Most of the relevant Apache Config:
Listen 443
NameVirtualHost *:443
<VirtualHost *:443>
SSLEngine On
SSLCertificateFile /etc/apache2/ssl/apache.pem
ProxyPass / http://localhost:8090/
ProxyPassReverse / http://localhost:8090/
</VirtualHost>
Apart from the Apache configuration there are a couple of things you will need to do before you get your server working:
- You will have to change your base URL to point to https addresses. See the documentation on configuring the server base URL.
- We need to set up the connector to use https. In your installation directory, edit the file server.xml and add this attributes to your connector:
proxyName="proxy.example.com" proxyPort="443" scheme="https" secure="true" More information
- The mod_proxy_html site has documentation and examples on the use of this module in the complex configuration.
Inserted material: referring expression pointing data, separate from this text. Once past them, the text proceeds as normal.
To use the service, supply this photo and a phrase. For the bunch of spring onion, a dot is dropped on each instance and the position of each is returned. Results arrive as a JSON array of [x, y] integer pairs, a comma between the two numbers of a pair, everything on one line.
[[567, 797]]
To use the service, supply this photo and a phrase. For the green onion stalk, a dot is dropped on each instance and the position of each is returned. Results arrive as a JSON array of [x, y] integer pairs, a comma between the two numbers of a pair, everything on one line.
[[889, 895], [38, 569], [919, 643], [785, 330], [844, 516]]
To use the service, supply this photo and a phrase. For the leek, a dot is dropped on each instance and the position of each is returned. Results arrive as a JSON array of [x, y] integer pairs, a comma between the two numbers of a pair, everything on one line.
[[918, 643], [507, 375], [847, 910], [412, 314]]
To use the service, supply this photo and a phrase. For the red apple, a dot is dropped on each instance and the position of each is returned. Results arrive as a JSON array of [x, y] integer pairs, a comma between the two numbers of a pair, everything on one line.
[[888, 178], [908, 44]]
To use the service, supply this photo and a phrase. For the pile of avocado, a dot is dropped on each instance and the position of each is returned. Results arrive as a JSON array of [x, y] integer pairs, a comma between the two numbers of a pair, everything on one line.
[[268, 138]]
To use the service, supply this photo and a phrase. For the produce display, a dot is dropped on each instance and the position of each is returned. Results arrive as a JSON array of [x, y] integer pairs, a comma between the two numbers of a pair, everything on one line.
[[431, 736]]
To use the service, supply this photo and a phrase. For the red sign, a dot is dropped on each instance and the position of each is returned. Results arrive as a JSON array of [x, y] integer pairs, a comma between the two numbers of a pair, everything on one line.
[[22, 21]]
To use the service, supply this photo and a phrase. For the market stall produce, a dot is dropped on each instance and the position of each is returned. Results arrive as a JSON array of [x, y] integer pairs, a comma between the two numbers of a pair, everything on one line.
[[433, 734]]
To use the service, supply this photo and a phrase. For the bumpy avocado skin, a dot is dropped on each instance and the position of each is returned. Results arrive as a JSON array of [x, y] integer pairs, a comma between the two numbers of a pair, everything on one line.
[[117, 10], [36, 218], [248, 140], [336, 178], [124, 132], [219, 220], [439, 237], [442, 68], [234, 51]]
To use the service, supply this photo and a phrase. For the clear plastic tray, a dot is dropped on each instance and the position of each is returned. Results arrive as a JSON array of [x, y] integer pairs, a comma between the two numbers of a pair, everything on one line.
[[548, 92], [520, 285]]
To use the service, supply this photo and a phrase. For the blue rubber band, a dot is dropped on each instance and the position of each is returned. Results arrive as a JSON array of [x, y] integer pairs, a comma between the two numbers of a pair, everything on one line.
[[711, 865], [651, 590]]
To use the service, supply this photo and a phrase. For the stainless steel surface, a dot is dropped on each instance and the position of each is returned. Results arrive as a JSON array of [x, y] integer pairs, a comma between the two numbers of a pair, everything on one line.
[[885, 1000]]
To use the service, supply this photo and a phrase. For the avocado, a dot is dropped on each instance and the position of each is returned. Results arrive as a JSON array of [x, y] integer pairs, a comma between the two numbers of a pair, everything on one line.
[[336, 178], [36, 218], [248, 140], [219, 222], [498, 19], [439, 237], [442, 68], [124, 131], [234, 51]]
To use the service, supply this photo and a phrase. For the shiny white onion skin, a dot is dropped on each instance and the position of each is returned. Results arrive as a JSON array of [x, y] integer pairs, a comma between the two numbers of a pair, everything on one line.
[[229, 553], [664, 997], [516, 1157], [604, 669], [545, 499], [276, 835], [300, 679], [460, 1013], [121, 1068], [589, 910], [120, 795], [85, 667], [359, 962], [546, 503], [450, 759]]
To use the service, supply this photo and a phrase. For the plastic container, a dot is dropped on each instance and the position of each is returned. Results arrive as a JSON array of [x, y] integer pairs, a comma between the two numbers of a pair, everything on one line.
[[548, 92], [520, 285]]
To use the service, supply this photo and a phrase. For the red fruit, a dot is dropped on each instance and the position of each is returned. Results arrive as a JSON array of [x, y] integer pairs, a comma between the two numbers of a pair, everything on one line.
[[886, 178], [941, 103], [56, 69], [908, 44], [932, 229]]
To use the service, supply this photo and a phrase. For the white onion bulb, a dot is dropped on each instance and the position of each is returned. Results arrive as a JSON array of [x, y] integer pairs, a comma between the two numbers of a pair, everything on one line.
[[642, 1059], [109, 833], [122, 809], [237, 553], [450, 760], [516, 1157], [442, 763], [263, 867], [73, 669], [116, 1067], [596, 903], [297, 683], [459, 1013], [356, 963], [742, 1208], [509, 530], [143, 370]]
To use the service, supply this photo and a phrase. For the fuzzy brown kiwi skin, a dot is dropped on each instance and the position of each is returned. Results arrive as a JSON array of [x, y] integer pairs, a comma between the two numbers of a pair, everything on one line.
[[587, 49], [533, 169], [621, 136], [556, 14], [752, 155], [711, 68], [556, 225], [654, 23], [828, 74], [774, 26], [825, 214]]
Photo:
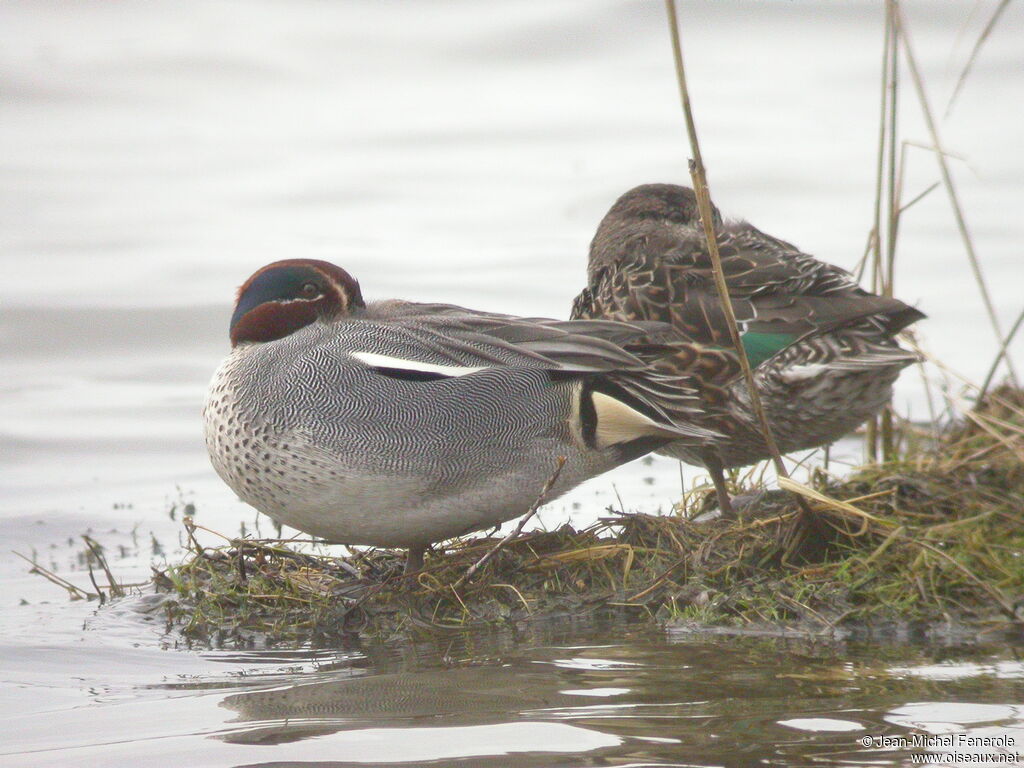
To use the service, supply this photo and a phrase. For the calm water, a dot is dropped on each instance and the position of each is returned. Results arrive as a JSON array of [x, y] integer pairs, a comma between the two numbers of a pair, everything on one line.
[[153, 155]]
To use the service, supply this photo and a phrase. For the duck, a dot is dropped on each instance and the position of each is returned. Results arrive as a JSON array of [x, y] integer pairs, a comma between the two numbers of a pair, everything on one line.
[[823, 350], [399, 424]]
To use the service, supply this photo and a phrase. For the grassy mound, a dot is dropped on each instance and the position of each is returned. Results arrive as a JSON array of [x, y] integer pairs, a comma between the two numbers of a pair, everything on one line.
[[936, 536]]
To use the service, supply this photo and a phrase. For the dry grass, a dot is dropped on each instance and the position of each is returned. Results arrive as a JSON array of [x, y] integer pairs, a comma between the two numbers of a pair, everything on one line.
[[935, 536]]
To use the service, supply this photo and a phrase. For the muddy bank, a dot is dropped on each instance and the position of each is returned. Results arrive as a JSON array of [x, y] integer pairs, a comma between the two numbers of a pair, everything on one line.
[[932, 542]]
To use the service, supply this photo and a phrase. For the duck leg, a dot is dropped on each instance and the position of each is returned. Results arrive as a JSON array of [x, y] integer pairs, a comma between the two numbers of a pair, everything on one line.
[[414, 560], [714, 466]]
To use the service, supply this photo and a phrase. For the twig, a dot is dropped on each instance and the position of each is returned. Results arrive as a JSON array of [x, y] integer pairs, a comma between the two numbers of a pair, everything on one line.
[[699, 177], [97, 552], [541, 499], [995, 594], [1001, 353], [951, 190], [974, 52], [77, 593]]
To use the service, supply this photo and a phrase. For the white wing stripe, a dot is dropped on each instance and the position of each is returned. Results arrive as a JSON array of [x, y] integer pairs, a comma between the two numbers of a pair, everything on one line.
[[384, 360]]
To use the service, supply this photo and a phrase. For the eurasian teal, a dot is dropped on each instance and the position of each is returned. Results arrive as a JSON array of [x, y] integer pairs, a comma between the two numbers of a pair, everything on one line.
[[400, 424], [823, 348]]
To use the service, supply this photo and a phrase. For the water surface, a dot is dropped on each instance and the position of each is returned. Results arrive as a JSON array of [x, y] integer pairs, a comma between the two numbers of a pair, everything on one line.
[[154, 154]]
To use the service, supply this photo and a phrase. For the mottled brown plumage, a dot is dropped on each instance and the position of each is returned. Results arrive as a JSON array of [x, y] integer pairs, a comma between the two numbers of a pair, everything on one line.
[[823, 348]]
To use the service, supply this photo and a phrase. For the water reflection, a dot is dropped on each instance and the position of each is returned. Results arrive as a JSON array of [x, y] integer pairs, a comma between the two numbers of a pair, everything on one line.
[[639, 701]]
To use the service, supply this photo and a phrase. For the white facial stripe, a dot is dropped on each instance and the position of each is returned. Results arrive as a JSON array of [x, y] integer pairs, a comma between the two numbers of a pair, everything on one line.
[[383, 360]]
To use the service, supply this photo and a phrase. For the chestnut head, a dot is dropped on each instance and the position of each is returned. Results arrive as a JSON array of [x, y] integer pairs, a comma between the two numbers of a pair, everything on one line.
[[281, 298]]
- Apache Week has a tutorial that deals with a complex situation involving two applications and ProxyHTMLURLMap.
- Using Apache with virtual hosts and mod_proxy shows how to configure the special case where you want JIRA and Confluence running on separate application servers on virtual host subdomains.
Alternatives
If Tomcat is your application server, you have two options:
- use mod_jk to send the requests to Tomcat
- use Tomcat's virtual hosts to make your Confluence application directory the same on the app server and the web server, removing the need for the URL mapping.
If your application server has an AJP connector, you can:
- use mod_jk to send the requests to your application server.